Unless the articles of association of the company or the contract appointing the director provides otherwise, the director shall be dismissed by decision of the general assembly, whether the director is a partner or not. The court may dismiss the director at the request made by one or more partners in the company if the court deems that such dismissal is justified.
This means that the law allows any partner, regardless of their share ownership percentage, to resort to the judiciary to request the dismissal of the company director if there are serious reasons to justify it. Such a request would be submitted by the partner as the claimant and the director as the defendant. Justification of the legitimate reasons to dismiss a director is the authority of the competent court, which varies according to the cause of the lawsuit.

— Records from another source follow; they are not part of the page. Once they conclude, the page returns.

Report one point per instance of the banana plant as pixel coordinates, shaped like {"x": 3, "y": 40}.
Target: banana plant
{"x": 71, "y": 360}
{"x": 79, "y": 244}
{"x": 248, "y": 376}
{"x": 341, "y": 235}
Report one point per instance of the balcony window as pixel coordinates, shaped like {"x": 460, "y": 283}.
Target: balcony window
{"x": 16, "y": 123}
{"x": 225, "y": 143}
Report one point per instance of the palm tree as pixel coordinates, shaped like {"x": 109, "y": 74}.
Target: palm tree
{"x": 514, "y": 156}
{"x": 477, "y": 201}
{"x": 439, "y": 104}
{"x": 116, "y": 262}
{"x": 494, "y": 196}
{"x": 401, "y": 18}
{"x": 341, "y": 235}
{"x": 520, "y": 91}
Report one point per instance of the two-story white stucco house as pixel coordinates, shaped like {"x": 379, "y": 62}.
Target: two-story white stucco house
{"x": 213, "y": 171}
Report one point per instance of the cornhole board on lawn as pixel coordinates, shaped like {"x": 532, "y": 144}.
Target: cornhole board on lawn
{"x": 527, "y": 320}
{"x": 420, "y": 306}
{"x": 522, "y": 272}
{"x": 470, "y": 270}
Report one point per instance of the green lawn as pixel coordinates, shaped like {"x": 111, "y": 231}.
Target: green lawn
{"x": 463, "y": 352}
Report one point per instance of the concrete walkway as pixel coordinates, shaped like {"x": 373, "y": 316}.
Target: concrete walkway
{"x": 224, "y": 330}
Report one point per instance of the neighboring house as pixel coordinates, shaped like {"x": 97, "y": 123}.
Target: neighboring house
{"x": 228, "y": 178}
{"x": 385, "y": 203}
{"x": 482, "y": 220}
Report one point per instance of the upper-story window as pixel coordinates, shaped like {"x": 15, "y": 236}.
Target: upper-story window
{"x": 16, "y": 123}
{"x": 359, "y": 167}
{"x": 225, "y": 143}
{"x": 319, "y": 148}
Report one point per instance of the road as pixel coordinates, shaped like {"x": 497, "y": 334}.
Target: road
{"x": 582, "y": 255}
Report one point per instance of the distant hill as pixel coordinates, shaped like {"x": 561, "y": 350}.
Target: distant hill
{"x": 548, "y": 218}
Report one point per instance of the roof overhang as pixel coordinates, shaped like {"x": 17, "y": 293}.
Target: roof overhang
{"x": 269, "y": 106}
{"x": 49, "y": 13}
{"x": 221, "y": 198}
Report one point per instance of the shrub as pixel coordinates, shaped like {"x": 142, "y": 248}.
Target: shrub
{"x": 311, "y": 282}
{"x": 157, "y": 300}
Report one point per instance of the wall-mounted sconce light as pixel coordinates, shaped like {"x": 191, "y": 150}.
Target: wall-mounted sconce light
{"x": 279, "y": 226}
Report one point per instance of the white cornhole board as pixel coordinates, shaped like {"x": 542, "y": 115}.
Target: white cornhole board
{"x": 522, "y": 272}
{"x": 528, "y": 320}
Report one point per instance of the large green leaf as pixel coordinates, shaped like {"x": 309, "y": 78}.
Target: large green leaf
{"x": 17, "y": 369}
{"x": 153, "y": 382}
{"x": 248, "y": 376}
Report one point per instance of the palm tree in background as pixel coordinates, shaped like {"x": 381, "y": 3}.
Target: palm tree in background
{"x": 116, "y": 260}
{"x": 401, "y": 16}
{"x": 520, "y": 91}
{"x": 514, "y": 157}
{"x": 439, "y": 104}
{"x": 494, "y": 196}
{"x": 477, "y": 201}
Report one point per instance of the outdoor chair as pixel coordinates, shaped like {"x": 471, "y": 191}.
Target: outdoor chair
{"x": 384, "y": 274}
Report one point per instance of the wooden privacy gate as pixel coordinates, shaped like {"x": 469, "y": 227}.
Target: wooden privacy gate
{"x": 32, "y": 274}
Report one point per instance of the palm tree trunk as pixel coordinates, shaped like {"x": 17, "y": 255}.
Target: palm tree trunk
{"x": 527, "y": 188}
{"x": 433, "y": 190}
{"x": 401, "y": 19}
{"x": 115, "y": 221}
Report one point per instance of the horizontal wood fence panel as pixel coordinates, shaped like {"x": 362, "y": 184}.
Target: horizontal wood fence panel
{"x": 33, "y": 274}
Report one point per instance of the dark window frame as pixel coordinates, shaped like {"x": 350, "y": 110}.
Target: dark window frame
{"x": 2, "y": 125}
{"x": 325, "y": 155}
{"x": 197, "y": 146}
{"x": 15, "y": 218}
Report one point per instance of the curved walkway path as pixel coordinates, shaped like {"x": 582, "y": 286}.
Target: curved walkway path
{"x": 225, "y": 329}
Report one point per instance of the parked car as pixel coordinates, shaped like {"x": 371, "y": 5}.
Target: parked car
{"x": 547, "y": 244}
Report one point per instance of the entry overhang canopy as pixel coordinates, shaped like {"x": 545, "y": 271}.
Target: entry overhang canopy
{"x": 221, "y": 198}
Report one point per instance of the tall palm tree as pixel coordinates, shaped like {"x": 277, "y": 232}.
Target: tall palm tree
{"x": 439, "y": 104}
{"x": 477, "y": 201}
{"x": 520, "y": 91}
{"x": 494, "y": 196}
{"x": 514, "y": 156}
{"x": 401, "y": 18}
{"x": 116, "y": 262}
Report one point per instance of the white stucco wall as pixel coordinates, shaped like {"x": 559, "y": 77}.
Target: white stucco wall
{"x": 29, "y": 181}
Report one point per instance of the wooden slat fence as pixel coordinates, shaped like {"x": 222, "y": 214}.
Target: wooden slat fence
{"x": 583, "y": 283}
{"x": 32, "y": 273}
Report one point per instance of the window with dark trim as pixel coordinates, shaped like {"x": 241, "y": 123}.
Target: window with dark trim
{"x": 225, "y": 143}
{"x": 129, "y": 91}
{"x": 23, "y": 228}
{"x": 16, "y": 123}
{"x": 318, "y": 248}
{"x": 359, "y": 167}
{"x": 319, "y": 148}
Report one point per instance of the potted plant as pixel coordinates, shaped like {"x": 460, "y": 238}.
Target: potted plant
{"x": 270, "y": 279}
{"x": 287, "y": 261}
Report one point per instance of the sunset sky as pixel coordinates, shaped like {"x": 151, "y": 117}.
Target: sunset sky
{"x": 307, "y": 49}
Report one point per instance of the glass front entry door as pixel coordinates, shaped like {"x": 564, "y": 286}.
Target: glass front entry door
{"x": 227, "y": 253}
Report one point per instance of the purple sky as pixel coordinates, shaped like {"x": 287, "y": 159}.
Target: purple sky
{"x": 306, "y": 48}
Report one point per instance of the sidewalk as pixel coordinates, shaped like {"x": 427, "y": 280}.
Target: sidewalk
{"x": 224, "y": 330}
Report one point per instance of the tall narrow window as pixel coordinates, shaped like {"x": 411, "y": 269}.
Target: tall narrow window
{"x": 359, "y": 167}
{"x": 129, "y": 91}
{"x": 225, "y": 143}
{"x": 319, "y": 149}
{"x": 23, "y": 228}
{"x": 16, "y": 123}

The legislator did not limit dismissal to certain reasons, but left it to the competent court to decide on each case separately. The Dubai Court of Cassation did, however, establish precedent that breach of trust by a director is a legitimate reason for dismissal. Also found to be legitimate justification for dismissal is if the director engages with a competitor of the company without the approval of the general assembly of the company, or enters into competing trade or transactions with a competing company.

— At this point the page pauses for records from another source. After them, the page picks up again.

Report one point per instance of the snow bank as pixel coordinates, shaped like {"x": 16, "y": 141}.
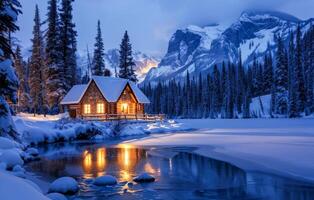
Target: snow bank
{"x": 11, "y": 157}
{"x": 280, "y": 146}
{"x": 54, "y": 129}
{"x": 56, "y": 196}
{"x": 64, "y": 185}
{"x": 144, "y": 178}
{"x": 260, "y": 106}
{"x": 14, "y": 188}
{"x": 105, "y": 180}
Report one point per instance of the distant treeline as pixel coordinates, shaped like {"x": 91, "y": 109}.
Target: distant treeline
{"x": 228, "y": 91}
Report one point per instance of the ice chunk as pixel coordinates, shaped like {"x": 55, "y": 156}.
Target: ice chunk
{"x": 64, "y": 185}
{"x": 11, "y": 157}
{"x": 144, "y": 178}
{"x": 56, "y": 196}
{"x": 105, "y": 180}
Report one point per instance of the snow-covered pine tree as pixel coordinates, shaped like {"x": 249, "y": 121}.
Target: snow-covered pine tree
{"x": 98, "y": 64}
{"x": 230, "y": 91}
{"x": 281, "y": 79}
{"x": 268, "y": 72}
{"x": 54, "y": 72}
{"x": 293, "y": 110}
{"x": 224, "y": 91}
{"x": 310, "y": 73}
{"x": 240, "y": 85}
{"x": 126, "y": 62}
{"x": 68, "y": 44}
{"x": 36, "y": 79}
{"x": 24, "y": 100}
{"x": 299, "y": 73}
{"x": 216, "y": 102}
{"x": 9, "y": 10}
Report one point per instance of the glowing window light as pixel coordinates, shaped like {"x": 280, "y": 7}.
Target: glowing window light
{"x": 124, "y": 107}
{"x": 87, "y": 161}
{"x": 87, "y": 109}
{"x": 100, "y": 108}
{"x": 101, "y": 162}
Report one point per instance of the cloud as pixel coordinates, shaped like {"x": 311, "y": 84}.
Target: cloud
{"x": 151, "y": 22}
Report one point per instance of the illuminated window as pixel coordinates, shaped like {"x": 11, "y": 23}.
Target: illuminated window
{"x": 87, "y": 108}
{"x": 124, "y": 108}
{"x": 100, "y": 108}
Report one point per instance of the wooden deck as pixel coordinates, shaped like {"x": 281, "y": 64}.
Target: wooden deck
{"x": 114, "y": 117}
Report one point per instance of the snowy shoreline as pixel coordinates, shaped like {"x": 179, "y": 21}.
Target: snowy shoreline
{"x": 281, "y": 146}
{"x": 277, "y": 146}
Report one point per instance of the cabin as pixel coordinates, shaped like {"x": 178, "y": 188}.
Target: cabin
{"x": 106, "y": 98}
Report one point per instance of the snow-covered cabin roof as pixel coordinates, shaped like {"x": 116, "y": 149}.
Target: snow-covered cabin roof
{"x": 75, "y": 95}
{"x": 110, "y": 87}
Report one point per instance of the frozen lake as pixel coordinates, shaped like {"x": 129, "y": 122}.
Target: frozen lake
{"x": 179, "y": 173}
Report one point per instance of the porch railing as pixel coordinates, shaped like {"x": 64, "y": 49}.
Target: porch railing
{"x": 112, "y": 117}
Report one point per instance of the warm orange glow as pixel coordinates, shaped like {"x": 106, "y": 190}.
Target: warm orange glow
{"x": 148, "y": 168}
{"x": 100, "y": 108}
{"x": 87, "y": 161}
{"x": 124, "y": 107}
{"x": 87, "y": 109}
{"x": 101, "y": 159}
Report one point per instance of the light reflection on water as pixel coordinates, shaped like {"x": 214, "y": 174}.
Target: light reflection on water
{"x": 180, "y": 176}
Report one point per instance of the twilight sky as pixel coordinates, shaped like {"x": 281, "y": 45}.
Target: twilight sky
{"x": 151, "y": 22}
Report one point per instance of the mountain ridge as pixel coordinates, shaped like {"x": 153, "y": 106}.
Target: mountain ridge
{"x": 196, "y": 49}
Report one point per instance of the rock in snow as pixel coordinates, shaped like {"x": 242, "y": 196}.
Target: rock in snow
{"x": 64, "y": 185}
{"x": 6, "y": 143}
{"x": 14, "y": 188}
{"x": 56, "y": 196}
{"x": 144, "y": 178}
{"x": 11, "y": 158}
{"x": 105, "y": 180}
{"x": 32, "y": 151}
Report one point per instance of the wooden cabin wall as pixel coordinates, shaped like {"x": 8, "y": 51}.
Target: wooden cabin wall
{"x": 93, "y": 96}
{"x": 127, "y": 97}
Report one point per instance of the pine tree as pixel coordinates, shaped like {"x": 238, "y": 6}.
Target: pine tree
{"x": 126, "y": 60}
{"x": 36, "y": 67}
{"x": 8, "y": 81}
{"x": 310, "y": 72}
{"x": 281, "y": 79}
{"x": 299, "y": 73}
{"x": 54, "y": 72}
{"x": 268, "y": 73}
{"x": 224, "y": 91}
{"x": 68, "y": 44}
{"x": 293, "y": 110}
{"x": 216, "y": 93}
{"x": 98, "y": 66}
{"x": 24, "y": 99}
{"x": 240, "y": 85}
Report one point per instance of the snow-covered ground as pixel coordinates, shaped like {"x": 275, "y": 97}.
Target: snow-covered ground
{"x": 15, "y": 183}
{"x": 49, "y": 129}
{"x": 280, "y": 146}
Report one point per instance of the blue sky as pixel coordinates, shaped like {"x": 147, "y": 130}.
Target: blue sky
{"x": 151, "y": 22}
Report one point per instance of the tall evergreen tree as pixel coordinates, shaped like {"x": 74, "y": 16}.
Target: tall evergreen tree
{"x": 98, "y": 64}
{"x": 299, "y": 73}
{"x": 55, "y": 74}
{"x": 36, "y": 80}
{"x": 24, "y": 99}
{"x": 9, "y": 10}
{"x": 68, "y": 44}
{"x": 126, "y": 59}
{"x": 281, "y": 75}
{"x": 293, "y": 110}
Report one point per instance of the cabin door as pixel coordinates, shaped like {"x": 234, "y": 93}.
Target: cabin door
{"x": 72, "y": 113}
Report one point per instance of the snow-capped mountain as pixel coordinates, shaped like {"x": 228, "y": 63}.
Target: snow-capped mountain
{"x": 142, "y": 61}
{"x": 195, "y": 49}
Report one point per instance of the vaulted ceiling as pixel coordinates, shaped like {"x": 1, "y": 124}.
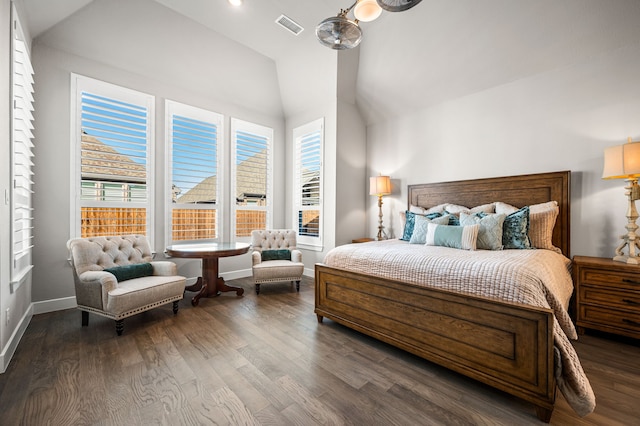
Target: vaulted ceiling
{"x": 436, "y": 51}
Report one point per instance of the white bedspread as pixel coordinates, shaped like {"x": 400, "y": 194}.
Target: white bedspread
{"x": 534, "y": 277}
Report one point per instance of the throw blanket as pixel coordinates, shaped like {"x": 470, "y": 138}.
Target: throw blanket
{"x": 535, "y": 277}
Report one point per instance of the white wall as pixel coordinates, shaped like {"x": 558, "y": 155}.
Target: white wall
{"x": 557, "y": 120}
{"x": 144, "y": 46}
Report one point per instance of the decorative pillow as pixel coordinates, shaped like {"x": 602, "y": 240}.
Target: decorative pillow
{"x": 416, "y": 209}
{"x": 409, "y": 223}
{"x": 129, "y": 272}
{"x": 283, "y": 254}
{"x": 515, "y": 230}
{"x": 490, "y": 232}
{"x": 542, "y": 220}
{"x": 436, "y": 209}
{"x": 461, "y": 237}
{"x": 419, "y": 235}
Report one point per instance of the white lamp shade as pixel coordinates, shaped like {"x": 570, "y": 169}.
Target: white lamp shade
{"x": 380, "y": 185}
{"x": 622, "y": 161}
{"x": 367, "y": 10}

The director’s violation of the articles of association, fraudulent acts, directorial gross negligence, negligence that leads to substantial losses, illness or a handicap that renders his unable to work, or imprisonment for prolonged periods are all justifications for court ordered dismissal. In the course of his management, the director may breach certain duties stipulated in the Federal Companies Law, such as not inviting the General Assembly to convene, not preparing the annual budget or calculating the profits and losses, and failing to prepare an annual report on the company’s activity and financial status in order to present it to the General Assembly or not enabling a partner to access the company’s books of accounts.

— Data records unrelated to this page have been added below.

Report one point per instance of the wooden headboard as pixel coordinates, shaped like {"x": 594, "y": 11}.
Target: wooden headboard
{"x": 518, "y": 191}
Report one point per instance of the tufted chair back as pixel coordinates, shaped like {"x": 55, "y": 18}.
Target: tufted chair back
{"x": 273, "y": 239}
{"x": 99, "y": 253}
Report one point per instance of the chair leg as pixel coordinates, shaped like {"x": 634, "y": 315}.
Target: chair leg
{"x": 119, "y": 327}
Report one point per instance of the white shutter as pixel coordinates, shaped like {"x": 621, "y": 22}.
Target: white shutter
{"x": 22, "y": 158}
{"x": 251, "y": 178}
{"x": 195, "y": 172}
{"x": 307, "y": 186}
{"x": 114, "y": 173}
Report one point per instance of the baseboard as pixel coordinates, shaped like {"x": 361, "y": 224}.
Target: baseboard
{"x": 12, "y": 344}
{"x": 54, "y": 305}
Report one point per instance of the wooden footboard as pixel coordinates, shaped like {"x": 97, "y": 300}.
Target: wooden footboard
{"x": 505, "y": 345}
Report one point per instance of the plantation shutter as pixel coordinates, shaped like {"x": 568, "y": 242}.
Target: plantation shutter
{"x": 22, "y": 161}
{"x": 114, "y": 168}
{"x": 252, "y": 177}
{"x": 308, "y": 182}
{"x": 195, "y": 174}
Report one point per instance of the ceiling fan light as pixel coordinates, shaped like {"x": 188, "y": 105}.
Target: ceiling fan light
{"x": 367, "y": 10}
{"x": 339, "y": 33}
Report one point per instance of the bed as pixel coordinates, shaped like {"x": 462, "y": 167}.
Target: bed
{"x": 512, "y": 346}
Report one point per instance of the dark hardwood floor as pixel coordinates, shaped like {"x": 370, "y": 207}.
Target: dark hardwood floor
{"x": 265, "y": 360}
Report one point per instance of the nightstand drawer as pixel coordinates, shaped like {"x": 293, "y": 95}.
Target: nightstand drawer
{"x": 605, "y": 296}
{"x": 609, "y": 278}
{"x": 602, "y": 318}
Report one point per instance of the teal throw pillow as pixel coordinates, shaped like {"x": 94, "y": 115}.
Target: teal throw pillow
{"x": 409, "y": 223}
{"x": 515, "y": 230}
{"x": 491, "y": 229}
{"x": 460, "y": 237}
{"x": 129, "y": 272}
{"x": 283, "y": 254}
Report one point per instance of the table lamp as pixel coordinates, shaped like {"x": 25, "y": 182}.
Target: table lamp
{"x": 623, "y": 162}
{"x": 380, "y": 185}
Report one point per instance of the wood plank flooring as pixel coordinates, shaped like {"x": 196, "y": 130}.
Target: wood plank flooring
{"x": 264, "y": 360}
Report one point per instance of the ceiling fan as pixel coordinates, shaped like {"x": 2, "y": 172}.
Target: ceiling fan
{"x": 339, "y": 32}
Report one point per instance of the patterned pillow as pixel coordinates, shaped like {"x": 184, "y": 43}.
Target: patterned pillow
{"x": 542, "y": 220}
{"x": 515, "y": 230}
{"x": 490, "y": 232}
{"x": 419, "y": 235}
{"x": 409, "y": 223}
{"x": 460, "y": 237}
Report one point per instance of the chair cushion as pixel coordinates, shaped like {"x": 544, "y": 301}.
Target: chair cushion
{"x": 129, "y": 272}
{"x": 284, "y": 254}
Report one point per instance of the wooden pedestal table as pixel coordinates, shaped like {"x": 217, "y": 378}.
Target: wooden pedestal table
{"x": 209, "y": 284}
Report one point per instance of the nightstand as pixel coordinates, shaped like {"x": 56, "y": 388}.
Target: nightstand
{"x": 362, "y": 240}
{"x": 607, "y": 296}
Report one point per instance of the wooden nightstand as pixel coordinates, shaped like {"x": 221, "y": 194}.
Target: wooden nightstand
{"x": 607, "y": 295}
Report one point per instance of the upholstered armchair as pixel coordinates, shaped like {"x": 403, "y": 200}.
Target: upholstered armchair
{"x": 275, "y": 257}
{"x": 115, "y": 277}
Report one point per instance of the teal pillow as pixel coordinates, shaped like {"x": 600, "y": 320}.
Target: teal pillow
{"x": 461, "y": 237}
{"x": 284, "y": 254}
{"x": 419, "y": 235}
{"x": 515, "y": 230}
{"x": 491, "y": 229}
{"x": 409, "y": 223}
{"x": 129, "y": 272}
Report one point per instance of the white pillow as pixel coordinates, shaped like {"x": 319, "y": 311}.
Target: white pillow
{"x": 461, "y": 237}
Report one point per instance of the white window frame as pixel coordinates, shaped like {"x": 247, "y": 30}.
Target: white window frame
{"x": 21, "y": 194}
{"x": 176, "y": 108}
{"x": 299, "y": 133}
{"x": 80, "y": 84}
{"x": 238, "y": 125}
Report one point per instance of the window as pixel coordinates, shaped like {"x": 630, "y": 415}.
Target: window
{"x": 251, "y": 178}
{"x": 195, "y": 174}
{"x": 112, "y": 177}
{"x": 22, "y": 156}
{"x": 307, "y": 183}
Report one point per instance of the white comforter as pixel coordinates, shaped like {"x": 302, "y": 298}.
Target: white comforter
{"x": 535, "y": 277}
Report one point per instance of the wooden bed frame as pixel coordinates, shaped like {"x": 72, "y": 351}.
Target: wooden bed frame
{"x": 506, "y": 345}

We find that when the court is presented with a request to remove the director from the company, it considers the type of violation committed by the director and the extent of its seriousness and the amount of damage caused to the company or partners. If the violation is not serious and did not cause harm to the company or its partners, the Dubai Court of Cassation does not dismiss the director. If the director deliberately undertakes improper transactions and entries in the accounts of the company, and pays dividends without a decision of the General Assembly and in violation of the share ratios agreed upon in the company’s articles of association, the Dubai Court of Cassation has ordered dismissal of the director in such cases for misusing corporate funds and refraining from implementing the provisions of the law relating to management.
Where the Court orders dismissal of the director, the partners must convene a general assembly meeting to appoint a new director. The court does not intervene to impose on the partners in the company a director without their consent. Finally, we note that the court’s decision to remove a director from the company’s management does not in any way affect his rights as a shareholder if the director is a partner in the company.